Interview avec Sébastien Bourdais
Alors, cette première journée ?
C'est beaucoup plus marrant sans le contrôle de traction, en ce qui me concerne. J'ai trouvé ça beaucoup plus fun. Tu te causes tes propres problèmes mais tu les résous aussi, et puis ça change le caractère de la bête. C'est un peu difficile avec les pneus, puisqu'on roule avec les durs ici, mais d'un autre côté, comme il y a pas mal de patinage, tu n'as pas trop de problème d'usure, ça se compense. Je pense qu'on aurait du mal à tenir les pneus si on avait des tendres, mais là ce n'est pas le cas.
On a eu une matinée compliquée [avec un problème d'alternateur puis une casse hydraulique], mais ça s'est bien passé dans l'après-midi. On a plus eu de problème mécanique et on a pu évaluer ce qui était prévu au niveau aéro, donc c'était plutôt positif. Ça se finit avec des temps plutôt corrects, mais on a pas cherché le chrono à proprement parler, puisqu'on a roulé avec des charges d'essence constantes toute la journée.
C'est la voiture de 2007 ?
C'est la spécification avec laquelle ils ont fini la saison, avec l'électronique 2007, mais sans le contrôle de traction. C'est Sebastian [Vettel] qui avait l'électronique 2008, et il y a pas mal de boulot, sur toute l'analyse électronique des datas, parce que pour l'instant, il y a un système d'analyse sur ma voiture, et puis le TAG sur la sienne. Donc pour faire des comparaisons, c'est un peu scabreux. Ça prend quarante minutes pour comparer deux tours !
Vous allez utiliser l'électronique 2008 cette semaine ?
Je crois qu'il y a un moment où ils veulent qu'on change. Mais dans l'utilisation ça ne change pas grand chose.
Par rapport à ce que vous avez déjà connu avec Toro Rosso, ça change quelque chose ?
Là, tu pilotes ! Je pense que ça ne change pas particulièrement la hiérarchie, parce qu'à ce niveau là, les pilotes sont suffisamment pointus pour savoir faire les deux, mais c'est quand même beaucoup plus gratifiant et amusant sans le contrôle de traction.
Et par rapport au Champ Car ?
C'est une monoplace relativement légère, avec des pneus relativement durs, pas des slicks, donc ça glisse beaucoup, et pour couronner le tout, le règlement impose des roues très étroites par rapport au Champ Car, donc dans les virages serrés, ce n'est pas un exemple de stabilité. Mais à mon avis, de l'extérieur ça doit être spectaculaire. Tu te fais bousculer !

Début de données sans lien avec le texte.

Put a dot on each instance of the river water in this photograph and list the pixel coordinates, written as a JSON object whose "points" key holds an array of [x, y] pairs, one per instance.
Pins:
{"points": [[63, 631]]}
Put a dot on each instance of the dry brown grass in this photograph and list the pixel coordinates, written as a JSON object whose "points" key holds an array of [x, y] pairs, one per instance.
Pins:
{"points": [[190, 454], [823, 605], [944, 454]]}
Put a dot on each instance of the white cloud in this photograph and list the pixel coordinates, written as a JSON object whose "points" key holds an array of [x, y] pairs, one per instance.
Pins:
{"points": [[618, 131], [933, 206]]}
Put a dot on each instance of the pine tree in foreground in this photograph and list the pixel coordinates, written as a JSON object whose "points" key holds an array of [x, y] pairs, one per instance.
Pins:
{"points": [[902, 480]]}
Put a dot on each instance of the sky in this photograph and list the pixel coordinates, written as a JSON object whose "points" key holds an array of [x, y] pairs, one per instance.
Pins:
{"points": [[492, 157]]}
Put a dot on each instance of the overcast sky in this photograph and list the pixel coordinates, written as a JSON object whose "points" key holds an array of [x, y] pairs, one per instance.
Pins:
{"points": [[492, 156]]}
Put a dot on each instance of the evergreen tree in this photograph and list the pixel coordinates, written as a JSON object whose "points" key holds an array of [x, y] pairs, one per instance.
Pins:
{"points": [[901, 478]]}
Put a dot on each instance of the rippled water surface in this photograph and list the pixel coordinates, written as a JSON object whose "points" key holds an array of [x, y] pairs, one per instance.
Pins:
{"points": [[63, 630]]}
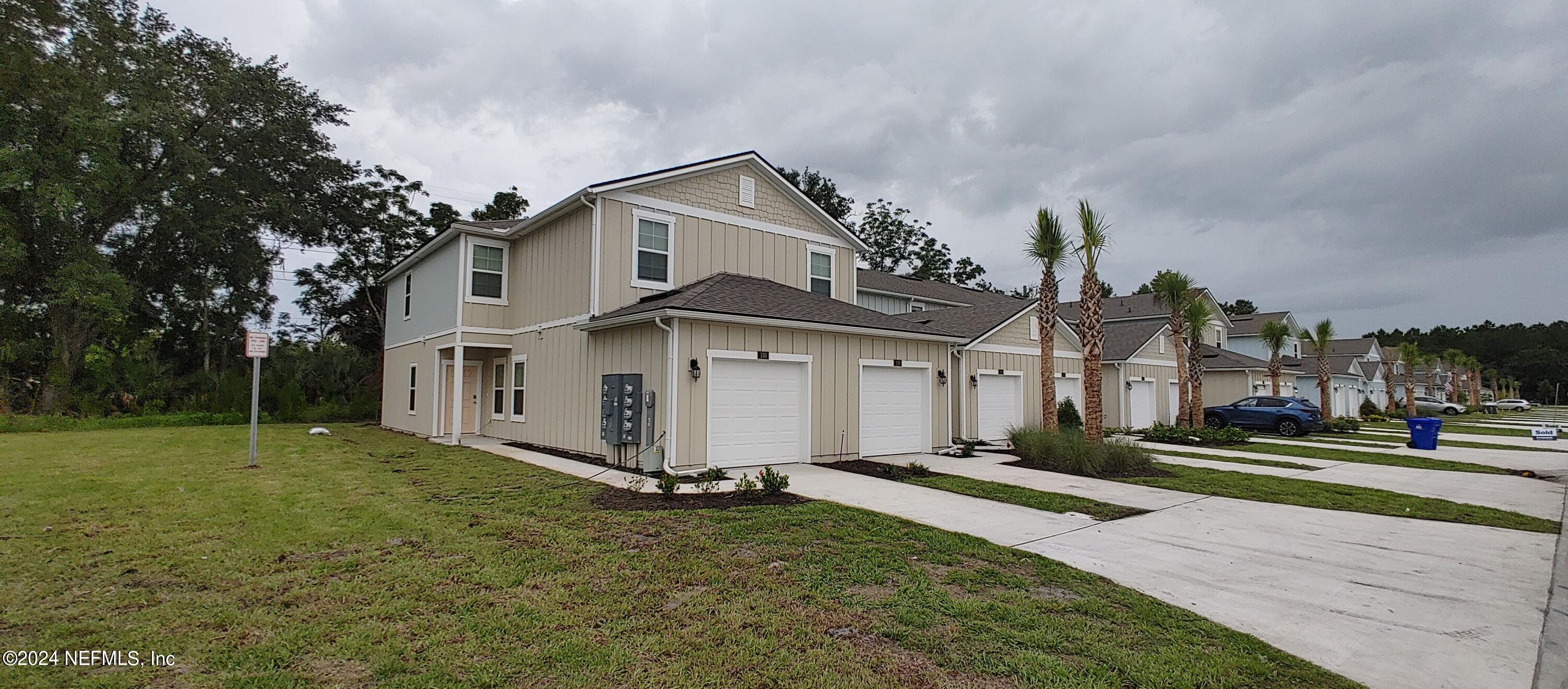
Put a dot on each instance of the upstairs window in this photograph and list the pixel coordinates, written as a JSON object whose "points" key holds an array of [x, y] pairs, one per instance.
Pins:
{"points": [[408, 295], [488, 272], [821, 266], [651, 242]]}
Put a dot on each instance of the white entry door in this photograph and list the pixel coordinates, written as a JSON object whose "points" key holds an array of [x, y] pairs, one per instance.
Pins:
{"points": [[1001, 404], [1175, 401], [1142, 404], [894, 410], [756, 412]]}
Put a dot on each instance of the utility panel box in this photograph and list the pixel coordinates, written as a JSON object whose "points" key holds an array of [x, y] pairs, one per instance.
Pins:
{"points": [[621, 409]]}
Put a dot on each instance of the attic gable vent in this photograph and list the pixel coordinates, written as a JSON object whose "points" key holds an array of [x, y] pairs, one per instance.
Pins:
{"points": [[748, 192]]}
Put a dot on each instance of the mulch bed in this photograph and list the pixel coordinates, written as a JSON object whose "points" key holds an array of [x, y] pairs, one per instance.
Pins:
{"points": [[631, 501], [593, 461], [1147, 472]]}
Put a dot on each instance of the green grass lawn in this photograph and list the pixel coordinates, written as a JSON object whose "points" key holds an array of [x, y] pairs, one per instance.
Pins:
{"points": [[375, 558], [1335, 497], [1059, 503], [1369, 457]]}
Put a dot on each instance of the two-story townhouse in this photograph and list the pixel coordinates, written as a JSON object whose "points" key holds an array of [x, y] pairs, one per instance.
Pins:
{"points": [[719, 286]]}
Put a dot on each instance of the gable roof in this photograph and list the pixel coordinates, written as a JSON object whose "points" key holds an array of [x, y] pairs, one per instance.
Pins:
{"points": [[1126, 338], [1216, 359], [1250, 324], [926, 289], [1344, 348], [1136, 306], [730, 294]]}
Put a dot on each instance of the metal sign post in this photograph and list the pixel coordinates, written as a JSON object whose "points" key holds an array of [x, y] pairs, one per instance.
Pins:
{"points": [[256, 349]]}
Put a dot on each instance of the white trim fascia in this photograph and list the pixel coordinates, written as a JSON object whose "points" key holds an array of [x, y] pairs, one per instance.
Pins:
{"points": [[670, 250], [468, 273], [902, 363], [736, 319], [753, 355], [727, 219], [833, 266], [904, 295], [1024, 351], [728, 162]]}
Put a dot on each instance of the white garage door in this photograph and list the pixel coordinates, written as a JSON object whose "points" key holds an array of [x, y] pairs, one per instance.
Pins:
{"points": [[756, 412], [1001, 404], [1142, 401], [894, 410], [1175, 401]]}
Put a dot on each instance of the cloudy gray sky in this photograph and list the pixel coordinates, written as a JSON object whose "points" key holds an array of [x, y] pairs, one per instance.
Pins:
{"points": [[1385, 164]]}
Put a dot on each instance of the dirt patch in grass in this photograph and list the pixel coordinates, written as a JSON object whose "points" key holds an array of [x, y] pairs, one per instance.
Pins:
{"points": [[623, 500], [1147, 472]]}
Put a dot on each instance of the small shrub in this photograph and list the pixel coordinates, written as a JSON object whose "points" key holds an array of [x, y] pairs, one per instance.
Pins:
{"points": [[1068, 417], [667, 484], [1343, 424], [745, 487], [772, 481], [1202, 435]]}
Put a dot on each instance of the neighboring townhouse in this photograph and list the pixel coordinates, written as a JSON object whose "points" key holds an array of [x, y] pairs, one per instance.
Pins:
{"points": [[1246, 335], [896, 294], [723, 294], [1230, 376], [999, 366]]}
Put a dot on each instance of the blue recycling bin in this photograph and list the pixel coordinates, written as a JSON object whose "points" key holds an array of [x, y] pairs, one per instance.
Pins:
{"points": [[1424, 432]]}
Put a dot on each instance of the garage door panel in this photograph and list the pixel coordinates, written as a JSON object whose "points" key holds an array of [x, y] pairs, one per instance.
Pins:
{"points": [[894, 410], [756, 412], [999, 404]]}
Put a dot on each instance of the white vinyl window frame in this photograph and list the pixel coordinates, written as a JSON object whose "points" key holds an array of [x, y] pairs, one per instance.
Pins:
{"points": [[518, 401], [639, 215], [408, 295], [811, 278], [413, 390], [499, 371], [469, 270]]}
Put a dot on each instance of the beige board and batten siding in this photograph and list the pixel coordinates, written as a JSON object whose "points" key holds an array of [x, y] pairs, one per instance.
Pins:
{"points": [[835, 382], [701, 247]]}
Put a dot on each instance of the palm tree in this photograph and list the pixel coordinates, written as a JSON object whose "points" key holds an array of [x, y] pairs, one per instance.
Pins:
{"points": [[1322, 339], [1175, 291], [1410, 354], [1092, 327], [1050, 247], [1197, 316], [1274, 335]]}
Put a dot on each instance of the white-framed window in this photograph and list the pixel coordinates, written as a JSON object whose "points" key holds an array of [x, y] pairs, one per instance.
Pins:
{"points": [[487, 275], [819, 270], [653, 259], [499, 392], [748, 192], [408, 294], [413, 387], [520, 387]]}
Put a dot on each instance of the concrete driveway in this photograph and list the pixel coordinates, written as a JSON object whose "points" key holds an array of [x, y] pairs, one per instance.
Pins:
{"points": [[1388, 602]]}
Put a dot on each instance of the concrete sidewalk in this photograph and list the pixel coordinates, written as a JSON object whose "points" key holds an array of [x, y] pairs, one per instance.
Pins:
{"points": [[1382, 600]]}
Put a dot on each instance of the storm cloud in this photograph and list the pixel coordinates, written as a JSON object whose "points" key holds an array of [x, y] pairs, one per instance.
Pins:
{"points": [[1380, 164]]}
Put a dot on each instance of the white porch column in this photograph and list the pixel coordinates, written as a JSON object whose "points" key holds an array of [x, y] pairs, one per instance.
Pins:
{"points": [[457, 395]]}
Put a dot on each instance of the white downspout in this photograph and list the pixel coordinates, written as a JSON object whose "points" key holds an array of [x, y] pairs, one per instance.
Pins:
{"points": [[672, 376]]}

En plus, depuis le début, une des choses qui me dérange le plus sur cette auto, c'est la direction, qui est très, très directe. Donc quand on part à l'équerre, si on fait un mouvement un peu brusque pour la rattraper, on part dans l'autre sens.
Un pilotage fin est obligatoire ?
Oui, mais justement ce n'est pas facile puisque on est obligé d'avoir des gestes très mesurés avec des réactions de la voiture hyper rapide. C'est pour ça que j'aimerais que le volant se tourne un peu plus pour avoir des mouvements moins brusques sur la roue.
A Monaco, ça va donner quoi ?
J'espère qu'on aura une direction différente, tout simplement ! Je ne suis pas très inquiet puisque Giorgio [Ascanelli, le directeur technique de Toro Rosso] a l'air d'être assez sensible à ça, donc c'est bien.
Vous préférez quoi ? La F1 avec ou sans les assistances au pilotage ?
Sans, clairement ! Mais pour rendre tout cela totalement cohérents, il faut mettre des pneus slicks et enlever un peu d'appuis, pour que ça glisse plus "joliment". Normalement, c'est ce vers quoi on va se diriger pour 2009. Enfin, ça a l'air de vouloir se concrétiser. Mais c'est vrai qu'on se demande presque pourquoi on en est arrivés là [avec autant d'aides au pilotage]. Mais si celaévolue dans le bon sens, tant mieux.
Dans quatre mois, vous aller disputer votre premier Grand Prix en F1. Dans quel domaine avez-vous a apprendre le plus ? Sur quoi allez-vous vous concentrer ?
Sur tout ! Il faut que je me familiarise avec l'équipe, il faut que je comprenne le fonctionnement de l'auto, j'ai tout à apprendre, aussi bien au niveau mécanique que humain. Les modes de fonctionnement de l'équipe, les structures, sont beaucoup plus lourdes que ce que j'ai connu en Champ Car ces cinq dernières années.
Quel est votre niveau de connaissance d'une Formule 1 ?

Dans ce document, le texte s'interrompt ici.